George W. a dû certes tenir compte, lors des élections du mid-term
en 2006, du rejet de la guerre exprimé par les électeurs qui ont élu
une majorité démocrate dans les deux chambres du Congrès. Il a dû
renvoyer peu à peu quelques-unes des figures du néoconservatisme dont
il s’était entouré, tel Donald Rumsfeld, l’ex-secrétaire - d’État à la
défense, pour les remplacer par des éléments plus pragmatiques, issus
généralement de l’entourage de son père. Mais il ne semble pas pour
autant avoir remisé les funestes principes de la « guerre permanente »
en menaçant Téhéran s’il n’obtempérait pas sur la question - nucléaire.

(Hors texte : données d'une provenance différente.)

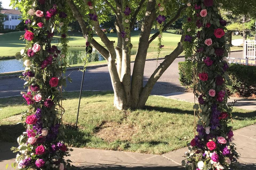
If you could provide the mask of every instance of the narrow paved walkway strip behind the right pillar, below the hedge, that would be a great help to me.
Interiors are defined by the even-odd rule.
[[[161,95],[164,97],[167,97],[169,99],[178,99],[178,100],[185,100],[194,102],[194,94],[188,93],[188,92],[174,92],[169,94]],[[236,100],[235,107],[241,108],[241,109],[247,109],[247,110],[256,110],[256,100],[255,99],[246,99],[246,98],[239,98],[239,97],[230,97],[228,99],[229,103],[232,103],[232,101]],[[197,103],[197,99],[196,99]]]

Atteintes aux libertés civiles
Le président Bush et son équipe ont lancé une offensive sans
précédent dans l’histoire pour restreindre certains des droits
fondamentaux des citoyens, pourtant garantis par la Constitution. Là
encore la lutte antiterroriste a servi de prétexte. L’adoption du
patriot act a ainsi permis de - placer arbitrairement sous écoutes
certains citoyens, de remettre en question le principe de l’habeas
corpus et celui de pouvoir être défendu devant une cour.

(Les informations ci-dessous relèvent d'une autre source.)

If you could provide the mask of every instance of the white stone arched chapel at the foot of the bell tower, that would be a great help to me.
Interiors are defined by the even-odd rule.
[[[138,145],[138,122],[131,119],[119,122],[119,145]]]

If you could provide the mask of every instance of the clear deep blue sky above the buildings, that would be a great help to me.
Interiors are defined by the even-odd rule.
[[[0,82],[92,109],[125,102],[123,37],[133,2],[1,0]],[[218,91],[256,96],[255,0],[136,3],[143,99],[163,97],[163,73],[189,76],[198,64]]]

Un espace de non-droit a été créé à Guantanamo, où de présumés
terroristes sont totalement soumis à l’arbitraire des autorités
états-uniennes. Pis : l’administration Bush s’est de fait octroyé le
droit de torturer : directement, dans des « zones spéciales » qu’elle
contrôle chez elle ou à l’étranger (comme Guantanamo), ou en
sous-traitant chez des alliés - eux-mêmes peu regardants sur les droits
de l’homme - les mauvais traitements infligés aux prisonniers (comme
l’a illustré le scandale de l’affaire des vols secrets de la CIA en -
Europe).
Sourd au défi du réchauffement climatique
George W. Bush, président du pays le plus pollueur de la planète, a
refusé de signer le protocole de Kyoto contre les émissions de gaz à
effet de serre. Placé aujourd’hui sur la défensive sur ce thème, y
compris par son opinion publique, il persiste néanmoins à refuser de
s’intégrer à toute démarche véritablement multilatérale qui supposerait
le respect de normes fixées pour tous par les Nations Unies. Il propose
de travailler sur le dossier avec de gros pays émergents comme la Chine
ou l’Inde. Une méthode qui présente un double avantage : pointer
d’autres pollueurs et passer des accords uniquement sur la base des
émissions de CO2 d’aujourd’hui. Et non de celles, pourtant cruciales
dans le processus de réchauffement, émises par les nations
industrialisées, dont les États-Unis, durant les décennies passées.